Rep:Mod:Andy1236
Physical Computational Lab - Transition states
Cope Rearrangement[1]
The cope rearrangement is a [3,3]-sigmatropic shift reaction which proceeds through a concerted cyclic transition state (pericyclic reaction). It is a six electron process and so is allowed under thermal activation.

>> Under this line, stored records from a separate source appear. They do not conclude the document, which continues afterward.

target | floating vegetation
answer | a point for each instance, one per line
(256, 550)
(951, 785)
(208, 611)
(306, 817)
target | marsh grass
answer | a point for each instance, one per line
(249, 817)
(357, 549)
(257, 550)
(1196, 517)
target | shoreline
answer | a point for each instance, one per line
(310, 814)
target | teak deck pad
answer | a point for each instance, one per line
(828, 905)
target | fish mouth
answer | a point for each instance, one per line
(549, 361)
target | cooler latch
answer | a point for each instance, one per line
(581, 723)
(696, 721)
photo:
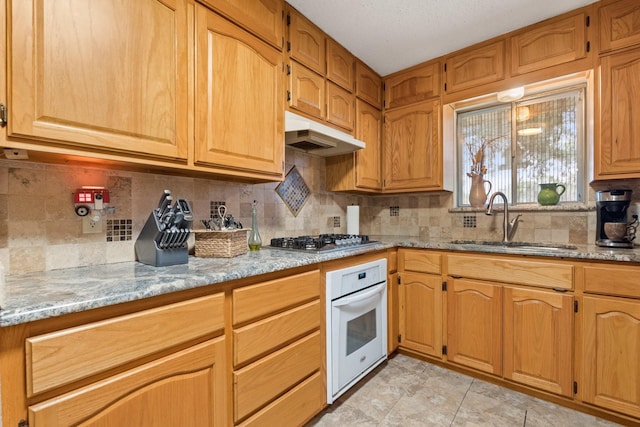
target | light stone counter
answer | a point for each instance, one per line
(42, 295)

The starting product was modelled using a Hartree Fock method, the command line:
"# opt HF/3-21G"
The anti and gauche conformations of the molecule were modelled, prior to the calculations finishing, one would expect the gauche conformer to be higher in energy due to steric reasons (the groups on each end want to be furthest from each other).
| Anti | Gauche | |||||
| Molecule | ||||||
| Dihedral / ° | 176.926 | 63.677 | ||||
| Energy / Hartrees | -231.6926024 | -231.6915304 | ||||
| Point group | Ci | C2 |
Clearly following these calculations, the relative energies of the conformers is in disagreement with the expected result, the gauche conformer is lower in energy. The energies match exactly with the molecules in appendix 1, where the anti conformer matches "Anti1" and the gauche conformer matches "Gauche2", the point groups are also in agreement.
Next the conformer with Ci symmetry was optimised using the same method, the resulting geometry was then submitted to optimise using a DFT method, the command line was:
"# opt b3ylp/6-31G(d)"
| Hartree-Fock | B3YLP/6-31Gd | |||||
| Molecule |
|
| ||||
| Energy | -231.6925353 | -234.6117011 | ||||
| Bond 1-2 | 1.32 | 1.33 | ||||
| Bond 2-3 | 1.51 | 1.5 | ||||
| Bond 3-4 | 1.55 | 1.55 | ||||
| Bond 4-5 | 1.51 | 1.5 | ||||
| Bond 5-6 | 1.32 | 1.33 | ||||
| Dihedral 1-2-3-4 | 114.66 | 118.48 | ||||
| Dihedral 2-3-4-5 | 180 | 180 | ||||
| Dihedral 3-4-5-6 | 114.66 | 118.48 |
The largest difference in the geometries of the HF and DFT methods is the dihedral angles moving to DFT has left the middle angle at 180° (pureky anti) and opened the end dihedrals by 2°. There was also a small difference in the bond lengths, proving that there is a need for higher level calculations to get an accurate representation of the lowest energy geometry.
It is not a good comparison to compare energies between methods so the actual energy values will not be compared. To compare the higher level calculation energy value to experimental values additional calculations need to be performed, a frequency test was submitted using the command line:
"# freq b3ylp/6-31g(d)"
The resulting file contained 42 vibrations for the molecule which were all positive thus the optimised structure is at a minimum. Thermochemistry results are summarised below:
| Energy / Hartree | 298.15K | 0K | Meaning |
| Sum of electronic and zero point energies | -234.469194 | -234.468774 | Potential energy at 0K |
| Sum of electronic and thermal energies | -234.461846 | -234.468774 | Adds energy from vibration, rotation and translation at defined temperature |
| Sum of electronic and thermal enthalpies | -234.460902 | -234.468774 | Correction for H=E+RT |
| Sum of electronic and thermal free energies | -234.500774 | -234.468774 | Entropy contribution correction |
Note that the frequency calculations were run at 1 atmosphere in both cases (298.15K and 0.000001K). The standard frequency calculations run at 298.15K and 1 atmosphere, to alter these conditions a modification of the .gjf was added, the commandline was changed to:
"# freq=readisoptopes b3ylp/6-31g(d)" instructs the program to read additional information at the end of the file.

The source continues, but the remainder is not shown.